Cattle futures bounced back from the previous day’s widespread commodity and equity sell-off, supported by stronger-late-week cash fed cattle prices and ongoing bullish fundamentals.
Feeder Cattle futures closed an average of $1.34 higher (82¢ to $1.62 higher).
Live Cattle futures closed an average of $1.48 higher ($1.22 to $2.10 higher).
Negotiated cash fed cattle trade ranged from slow on light to moderate demand to inactive on light demand through Friday afternoon, according to the Agricultural Marketing Service.
For the week, FOB live prices were steady to $1 higher in the Southern Plains at $183/cwt., steady in Nebraska at $184-$185 and steady to $1 higher in the western Corn Belt at $185-$186. Dressed delivered prices were steady at $292.
Choice boxed beef cutout value was $1.40 higher Friday afternoon at $303.33/cwt.
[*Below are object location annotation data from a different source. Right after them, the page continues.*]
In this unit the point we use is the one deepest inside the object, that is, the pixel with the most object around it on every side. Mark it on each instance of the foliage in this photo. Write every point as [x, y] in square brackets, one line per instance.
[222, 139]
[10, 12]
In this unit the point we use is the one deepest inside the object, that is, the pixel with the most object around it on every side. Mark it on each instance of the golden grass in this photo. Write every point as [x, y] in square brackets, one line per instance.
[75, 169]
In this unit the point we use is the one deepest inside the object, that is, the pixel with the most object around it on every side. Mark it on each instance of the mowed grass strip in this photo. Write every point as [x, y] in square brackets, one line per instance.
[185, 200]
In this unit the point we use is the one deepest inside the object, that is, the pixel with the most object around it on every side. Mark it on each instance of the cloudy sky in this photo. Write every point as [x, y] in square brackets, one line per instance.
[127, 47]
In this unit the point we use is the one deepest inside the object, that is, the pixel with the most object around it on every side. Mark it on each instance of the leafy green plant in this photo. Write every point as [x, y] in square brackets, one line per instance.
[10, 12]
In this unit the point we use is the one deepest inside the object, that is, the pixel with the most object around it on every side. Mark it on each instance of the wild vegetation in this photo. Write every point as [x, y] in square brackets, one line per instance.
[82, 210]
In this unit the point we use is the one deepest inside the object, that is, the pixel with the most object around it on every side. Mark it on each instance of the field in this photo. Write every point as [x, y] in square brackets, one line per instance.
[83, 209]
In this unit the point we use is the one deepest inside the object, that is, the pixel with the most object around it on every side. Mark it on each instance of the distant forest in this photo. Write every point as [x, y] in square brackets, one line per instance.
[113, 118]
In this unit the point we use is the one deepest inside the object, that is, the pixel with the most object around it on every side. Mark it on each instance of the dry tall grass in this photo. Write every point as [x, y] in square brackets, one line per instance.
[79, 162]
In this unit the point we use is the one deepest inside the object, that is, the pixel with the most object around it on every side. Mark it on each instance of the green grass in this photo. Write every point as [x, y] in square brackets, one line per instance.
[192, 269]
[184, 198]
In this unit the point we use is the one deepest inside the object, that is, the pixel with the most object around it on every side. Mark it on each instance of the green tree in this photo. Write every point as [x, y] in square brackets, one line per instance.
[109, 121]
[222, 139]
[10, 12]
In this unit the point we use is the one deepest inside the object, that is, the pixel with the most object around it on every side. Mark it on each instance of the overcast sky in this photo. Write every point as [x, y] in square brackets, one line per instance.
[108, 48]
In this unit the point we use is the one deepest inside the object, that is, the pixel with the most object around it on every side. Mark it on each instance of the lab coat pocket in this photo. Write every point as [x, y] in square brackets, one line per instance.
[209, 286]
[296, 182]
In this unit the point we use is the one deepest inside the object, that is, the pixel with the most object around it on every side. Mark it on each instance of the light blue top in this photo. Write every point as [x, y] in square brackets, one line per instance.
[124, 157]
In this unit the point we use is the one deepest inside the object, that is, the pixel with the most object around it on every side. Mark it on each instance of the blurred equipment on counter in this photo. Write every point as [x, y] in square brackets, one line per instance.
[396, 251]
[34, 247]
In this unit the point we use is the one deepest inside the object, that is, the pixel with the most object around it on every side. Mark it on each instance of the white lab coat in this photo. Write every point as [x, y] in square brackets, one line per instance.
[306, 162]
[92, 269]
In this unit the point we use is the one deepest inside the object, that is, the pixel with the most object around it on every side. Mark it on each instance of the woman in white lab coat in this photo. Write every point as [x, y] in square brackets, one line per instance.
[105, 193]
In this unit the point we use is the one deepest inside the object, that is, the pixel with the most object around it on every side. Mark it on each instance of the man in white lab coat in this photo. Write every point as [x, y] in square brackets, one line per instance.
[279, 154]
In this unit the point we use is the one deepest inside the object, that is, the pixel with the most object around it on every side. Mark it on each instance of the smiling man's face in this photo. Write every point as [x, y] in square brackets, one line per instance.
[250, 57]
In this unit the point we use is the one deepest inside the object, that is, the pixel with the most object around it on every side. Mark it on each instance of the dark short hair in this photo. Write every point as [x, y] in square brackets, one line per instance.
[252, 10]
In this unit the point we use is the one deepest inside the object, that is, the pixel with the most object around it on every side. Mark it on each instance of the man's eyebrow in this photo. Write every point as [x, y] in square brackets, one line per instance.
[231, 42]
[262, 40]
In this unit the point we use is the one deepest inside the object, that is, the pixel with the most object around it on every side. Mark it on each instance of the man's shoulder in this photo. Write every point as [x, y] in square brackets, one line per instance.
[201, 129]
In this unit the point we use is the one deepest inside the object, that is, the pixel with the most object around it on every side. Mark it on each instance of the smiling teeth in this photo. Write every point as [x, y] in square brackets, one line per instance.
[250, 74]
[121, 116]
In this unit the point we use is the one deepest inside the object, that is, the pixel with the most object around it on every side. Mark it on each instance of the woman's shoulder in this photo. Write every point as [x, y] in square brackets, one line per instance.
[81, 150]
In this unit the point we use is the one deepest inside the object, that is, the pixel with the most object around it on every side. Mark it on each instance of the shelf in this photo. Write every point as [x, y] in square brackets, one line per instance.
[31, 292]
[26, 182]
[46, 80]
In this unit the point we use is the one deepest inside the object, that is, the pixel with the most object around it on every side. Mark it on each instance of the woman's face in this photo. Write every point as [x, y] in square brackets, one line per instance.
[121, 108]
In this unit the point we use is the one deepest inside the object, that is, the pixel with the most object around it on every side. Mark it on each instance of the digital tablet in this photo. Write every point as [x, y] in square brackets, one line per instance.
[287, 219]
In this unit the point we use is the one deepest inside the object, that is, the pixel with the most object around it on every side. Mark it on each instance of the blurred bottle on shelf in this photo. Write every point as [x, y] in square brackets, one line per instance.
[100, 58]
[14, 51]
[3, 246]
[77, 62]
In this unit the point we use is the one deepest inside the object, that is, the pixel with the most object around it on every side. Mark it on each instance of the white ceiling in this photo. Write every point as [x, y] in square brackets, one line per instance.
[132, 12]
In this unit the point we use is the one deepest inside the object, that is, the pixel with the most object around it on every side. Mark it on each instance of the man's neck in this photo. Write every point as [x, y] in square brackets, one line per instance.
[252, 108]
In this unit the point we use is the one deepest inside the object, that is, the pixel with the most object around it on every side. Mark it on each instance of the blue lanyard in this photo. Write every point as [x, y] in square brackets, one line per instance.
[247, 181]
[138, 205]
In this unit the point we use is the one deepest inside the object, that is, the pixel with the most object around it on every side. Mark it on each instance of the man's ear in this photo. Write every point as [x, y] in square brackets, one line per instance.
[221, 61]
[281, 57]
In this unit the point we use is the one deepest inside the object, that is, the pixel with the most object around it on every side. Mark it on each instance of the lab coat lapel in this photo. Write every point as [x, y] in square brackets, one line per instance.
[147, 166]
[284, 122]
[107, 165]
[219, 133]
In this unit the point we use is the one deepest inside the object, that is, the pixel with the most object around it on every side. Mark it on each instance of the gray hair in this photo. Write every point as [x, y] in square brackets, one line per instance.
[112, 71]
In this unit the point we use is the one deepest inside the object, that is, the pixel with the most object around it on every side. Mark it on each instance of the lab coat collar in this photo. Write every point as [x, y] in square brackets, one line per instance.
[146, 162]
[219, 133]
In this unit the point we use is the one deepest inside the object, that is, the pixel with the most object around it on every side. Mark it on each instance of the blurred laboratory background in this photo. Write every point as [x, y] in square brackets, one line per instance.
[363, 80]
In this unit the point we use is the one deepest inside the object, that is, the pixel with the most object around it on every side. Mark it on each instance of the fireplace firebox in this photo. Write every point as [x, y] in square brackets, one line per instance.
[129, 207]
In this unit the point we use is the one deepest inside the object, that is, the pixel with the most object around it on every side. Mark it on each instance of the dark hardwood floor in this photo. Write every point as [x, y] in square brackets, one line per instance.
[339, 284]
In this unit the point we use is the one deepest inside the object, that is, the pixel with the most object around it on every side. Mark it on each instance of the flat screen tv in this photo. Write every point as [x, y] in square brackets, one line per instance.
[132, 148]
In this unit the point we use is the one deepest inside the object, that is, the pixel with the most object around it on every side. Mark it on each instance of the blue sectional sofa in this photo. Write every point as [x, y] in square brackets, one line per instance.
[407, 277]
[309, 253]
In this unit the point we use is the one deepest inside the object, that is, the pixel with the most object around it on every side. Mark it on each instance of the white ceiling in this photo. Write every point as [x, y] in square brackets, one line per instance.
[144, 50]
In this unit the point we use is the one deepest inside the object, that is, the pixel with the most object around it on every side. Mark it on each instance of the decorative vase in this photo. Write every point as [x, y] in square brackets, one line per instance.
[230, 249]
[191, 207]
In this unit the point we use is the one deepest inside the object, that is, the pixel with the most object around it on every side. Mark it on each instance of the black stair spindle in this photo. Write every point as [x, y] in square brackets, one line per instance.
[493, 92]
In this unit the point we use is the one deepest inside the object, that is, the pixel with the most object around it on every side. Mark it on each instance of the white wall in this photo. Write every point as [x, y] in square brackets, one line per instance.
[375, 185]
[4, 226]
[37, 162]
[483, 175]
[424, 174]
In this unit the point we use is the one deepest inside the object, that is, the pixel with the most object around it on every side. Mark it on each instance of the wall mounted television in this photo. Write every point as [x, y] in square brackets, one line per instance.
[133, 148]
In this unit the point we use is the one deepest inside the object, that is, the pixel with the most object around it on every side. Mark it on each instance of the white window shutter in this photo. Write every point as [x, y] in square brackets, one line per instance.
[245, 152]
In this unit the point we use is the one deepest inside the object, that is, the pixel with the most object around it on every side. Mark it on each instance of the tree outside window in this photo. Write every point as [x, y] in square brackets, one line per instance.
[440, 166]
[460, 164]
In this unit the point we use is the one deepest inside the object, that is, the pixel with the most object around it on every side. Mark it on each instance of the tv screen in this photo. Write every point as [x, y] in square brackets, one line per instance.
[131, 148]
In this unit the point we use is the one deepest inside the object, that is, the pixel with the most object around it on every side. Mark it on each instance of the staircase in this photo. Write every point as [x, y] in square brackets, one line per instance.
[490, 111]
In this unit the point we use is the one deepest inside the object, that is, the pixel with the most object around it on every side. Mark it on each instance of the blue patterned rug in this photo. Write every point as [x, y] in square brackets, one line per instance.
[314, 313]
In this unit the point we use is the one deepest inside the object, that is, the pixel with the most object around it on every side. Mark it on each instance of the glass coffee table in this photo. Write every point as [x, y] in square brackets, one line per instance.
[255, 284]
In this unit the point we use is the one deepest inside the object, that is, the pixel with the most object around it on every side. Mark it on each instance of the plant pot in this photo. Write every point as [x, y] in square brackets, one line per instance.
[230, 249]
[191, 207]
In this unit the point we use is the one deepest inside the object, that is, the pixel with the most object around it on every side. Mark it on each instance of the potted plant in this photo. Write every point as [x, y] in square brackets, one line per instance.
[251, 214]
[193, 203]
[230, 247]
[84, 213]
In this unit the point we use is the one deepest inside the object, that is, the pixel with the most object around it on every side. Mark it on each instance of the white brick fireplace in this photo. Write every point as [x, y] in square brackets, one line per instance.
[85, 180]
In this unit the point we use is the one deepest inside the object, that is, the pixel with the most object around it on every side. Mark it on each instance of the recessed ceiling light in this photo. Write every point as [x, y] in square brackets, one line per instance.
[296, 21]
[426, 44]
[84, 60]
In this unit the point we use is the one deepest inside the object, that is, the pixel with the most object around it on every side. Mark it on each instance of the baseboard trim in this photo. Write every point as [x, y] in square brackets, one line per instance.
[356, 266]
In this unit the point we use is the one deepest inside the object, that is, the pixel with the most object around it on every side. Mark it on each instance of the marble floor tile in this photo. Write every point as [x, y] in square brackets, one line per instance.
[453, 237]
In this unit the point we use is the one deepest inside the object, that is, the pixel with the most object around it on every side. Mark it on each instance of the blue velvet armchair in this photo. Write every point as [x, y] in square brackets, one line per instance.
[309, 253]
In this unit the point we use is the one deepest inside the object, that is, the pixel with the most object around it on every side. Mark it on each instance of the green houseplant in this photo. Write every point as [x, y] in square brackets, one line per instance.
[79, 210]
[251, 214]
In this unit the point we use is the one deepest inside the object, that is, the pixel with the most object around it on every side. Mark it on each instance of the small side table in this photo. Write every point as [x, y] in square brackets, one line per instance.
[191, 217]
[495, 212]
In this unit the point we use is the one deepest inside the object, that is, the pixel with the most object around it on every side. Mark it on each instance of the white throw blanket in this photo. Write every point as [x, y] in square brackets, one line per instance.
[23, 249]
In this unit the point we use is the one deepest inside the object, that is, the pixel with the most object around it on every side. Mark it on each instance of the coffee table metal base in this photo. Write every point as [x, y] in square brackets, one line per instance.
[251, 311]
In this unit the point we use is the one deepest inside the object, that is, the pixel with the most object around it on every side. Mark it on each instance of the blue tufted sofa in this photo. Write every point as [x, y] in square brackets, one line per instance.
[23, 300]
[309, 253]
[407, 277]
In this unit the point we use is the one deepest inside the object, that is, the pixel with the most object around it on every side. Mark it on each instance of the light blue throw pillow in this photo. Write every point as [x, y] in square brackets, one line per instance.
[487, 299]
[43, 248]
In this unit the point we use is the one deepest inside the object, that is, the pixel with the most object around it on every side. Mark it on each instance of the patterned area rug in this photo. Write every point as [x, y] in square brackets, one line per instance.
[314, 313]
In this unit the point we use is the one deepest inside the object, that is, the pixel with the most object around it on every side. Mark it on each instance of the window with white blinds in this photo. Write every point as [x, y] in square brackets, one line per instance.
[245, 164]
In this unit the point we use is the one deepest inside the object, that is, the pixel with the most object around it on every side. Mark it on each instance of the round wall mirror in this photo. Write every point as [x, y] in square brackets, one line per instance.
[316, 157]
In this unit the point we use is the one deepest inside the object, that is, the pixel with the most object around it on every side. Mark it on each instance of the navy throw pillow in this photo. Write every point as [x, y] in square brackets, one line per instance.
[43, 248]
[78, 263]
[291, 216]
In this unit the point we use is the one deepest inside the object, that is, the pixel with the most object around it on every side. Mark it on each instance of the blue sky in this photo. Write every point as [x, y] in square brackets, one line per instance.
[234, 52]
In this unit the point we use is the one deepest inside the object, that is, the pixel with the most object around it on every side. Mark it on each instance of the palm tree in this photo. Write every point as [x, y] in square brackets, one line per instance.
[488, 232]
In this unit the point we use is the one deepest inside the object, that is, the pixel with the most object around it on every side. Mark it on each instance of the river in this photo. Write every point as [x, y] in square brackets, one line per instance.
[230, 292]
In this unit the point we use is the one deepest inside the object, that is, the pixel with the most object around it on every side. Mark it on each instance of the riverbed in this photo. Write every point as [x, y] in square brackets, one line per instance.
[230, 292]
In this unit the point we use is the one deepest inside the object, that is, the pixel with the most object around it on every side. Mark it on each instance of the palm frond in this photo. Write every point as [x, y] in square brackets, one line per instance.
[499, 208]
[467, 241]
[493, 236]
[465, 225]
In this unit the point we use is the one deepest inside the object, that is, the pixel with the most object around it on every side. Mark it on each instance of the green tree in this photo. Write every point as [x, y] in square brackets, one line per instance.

Select was $1.43 higher at $280.43/cwt.
Estimated total cattle slaughter last week of 625,000 head was 7,000 head fewer than the previous week and 46,000 head fewer (-6.9%) than the same week last year. Year-to-date estimated total cattle slaughter of 23.6 million head was 1.1 million head fewer (-4.3%) than the same time last year. Estimated year-to-date beef production of 19.3 billion pounds was 1 billion pounds less (-5.1%) than a year earlier.
Grain and soybean futures firmed on Friday.
Corn futures closed mostly 2¢ higher.
KC HRW Wheat closed mostly 1¢ to 2¢ higher.
Soybean futures closed 1¢ to 3¢ higher.
Major U.S. financial indices closed lower Friday with follow-through pressure related to a potential government shutdown and projected lingering higher interest rates.
The Dow Jones Industrial Average closed 106 points lower. The S&P 500 closed 9 points lower. The NASDAQ was down 12 points.
West Texas Intermediate Crude Oil futures (CME) closed mixed through the front six contracts, from 68¢ lower to 40¢ higher.
Markets will likely view Friday’s monthly Cattle on Feed report as neutral, although placements were 1% more than expected. Other estimates were in line with pre-report estimates.
For feedlots with 1,000 head or more capacity, August placements of 2.0 million head were 107,000 head fewer (-5.1%) than a year earlier.
In terms of placement weights, 36% went on feed weighing 699 pounds or less, 47% weighing 700-899 pounds and 17% weighing 900 pounds or more.
Marketings in August of 1.9 million head were 120,000 head fewer (-6.0%).
Cattle on feed Sept 1 of 11.1 million head were 248,000 head fewer (-2.2%).